ОРИГИHАЛ HА: https://www.ropnet.ru/ogonyok/win/199716/16-38-42.html


Copyright: Ogonyok, 1997
«ОГОНЕК», N 16, 21 апреля 1997

«Все заботливо исповедуют требования общежития в отношении посторонних, т. е. к людям, которых мы не любим, а чаще и не уважаем, и это единственное потому, что они для нас — ничто. С друзьями же не церемонятся, оставляют без внимания обязанности свои к ним… хотя они для нас — все. Нет, я так не хочу. Я хочу доказывать моим друзьям, что… люблю и верую в них…»

А. С. Пушкин

 

«Митек» делается свободен от греха не истерическим отворачиванием, не с пеной тоски — а со смехом и жалостью».

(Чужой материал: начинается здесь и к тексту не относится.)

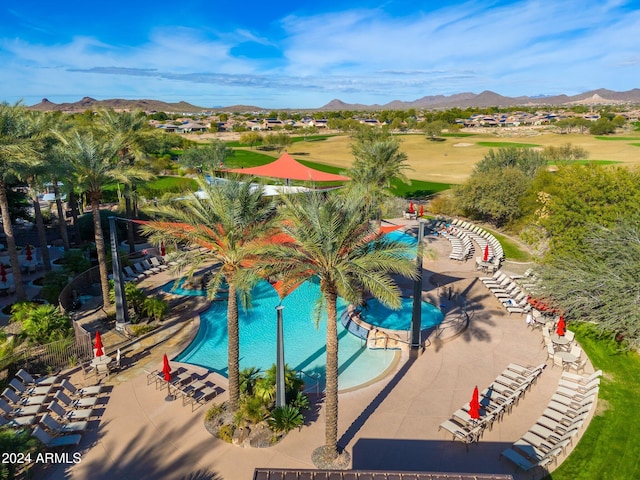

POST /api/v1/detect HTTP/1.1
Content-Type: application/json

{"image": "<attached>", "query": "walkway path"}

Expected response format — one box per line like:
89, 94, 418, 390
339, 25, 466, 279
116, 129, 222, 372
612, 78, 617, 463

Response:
38, 220, 592, 480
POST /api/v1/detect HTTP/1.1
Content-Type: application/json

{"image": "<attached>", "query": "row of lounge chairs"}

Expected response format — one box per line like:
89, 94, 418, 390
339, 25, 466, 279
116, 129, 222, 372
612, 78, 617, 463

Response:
500, 370, 602, 471
451, 218, 504, 268
145, 368, 223, 411
438, 363, 546, 445
0, 370, 104, 448
111, 256, 169, 282
479, 270, 531, 314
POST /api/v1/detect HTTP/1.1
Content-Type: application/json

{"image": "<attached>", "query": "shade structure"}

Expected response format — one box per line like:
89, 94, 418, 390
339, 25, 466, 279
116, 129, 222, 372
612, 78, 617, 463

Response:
556, 315, 567, 337
228, 152, 351, 182
95, 330, 104, 357
469, 386, 480, 420
162, 353, 171, 382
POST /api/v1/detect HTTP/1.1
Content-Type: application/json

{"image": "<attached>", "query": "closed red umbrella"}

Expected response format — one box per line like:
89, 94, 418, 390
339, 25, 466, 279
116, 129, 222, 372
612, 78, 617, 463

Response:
469, 386, 480, 420
162, 353, 173, 401
95, 330, 104, 357
556, 315, 567, 337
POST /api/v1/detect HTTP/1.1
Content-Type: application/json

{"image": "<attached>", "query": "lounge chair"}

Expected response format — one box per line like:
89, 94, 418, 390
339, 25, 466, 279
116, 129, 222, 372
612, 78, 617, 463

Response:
47, 400, 94, 422
9, 378, 53, 397
16, 368, 58, 385
40, 413, 89, 435
31, 425, 82, 448
53, 390, 98, 409
0, 415, 36, 427
61, 378, 102, 397
0, 398, 42, 418
2, 388, 47, 406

Владимир Шинкарев («Митек»)

Записала Алена Лысенко Интервью с Андреем Битовым о природе постмодернизма, органической свободе и хорошем вкусе

АЛ: — Андрей Георгиевич, ваша дружеская расположенность к «Митькам» известна. Но вот недавно я узнала, что вы прочли нью-йоркским студентам целую публичную лекцию, которая так и называлась — «От Пушкина до Митьков».

С Пушкиным понятно — он всему начало, а вот с «Митьками» хотелось бы разобраться…

АБ: — Видите ли, когда я принялся размышлять над темой своего выступления, выстроить и оформить лекцию о постмодернизме в русской литературе, русском менталитете мне помогли именно «Митьки». Они же вывели к оптимистическому финалу. Или вот во время хэллоуина я прочитал обзорную лекцию «Маскарад русской литературы» — можно ли его затевать без «Митьков»? «Россия — родина постмодерна», «Пушкин — первый постмодернист» — в последнее время какую бы тему я ни затронул, всегда дело кончается «Митьками». Вероятно, все дело в том, что, разговаривая даже с самой благожелательно настроенной иностранной аудиторией о русской литературе, всякий раз заново отвечаешь на вопрос — а что же такое «мы»?.. И с «Митьками» разобраться в предмете оказалось намного проще.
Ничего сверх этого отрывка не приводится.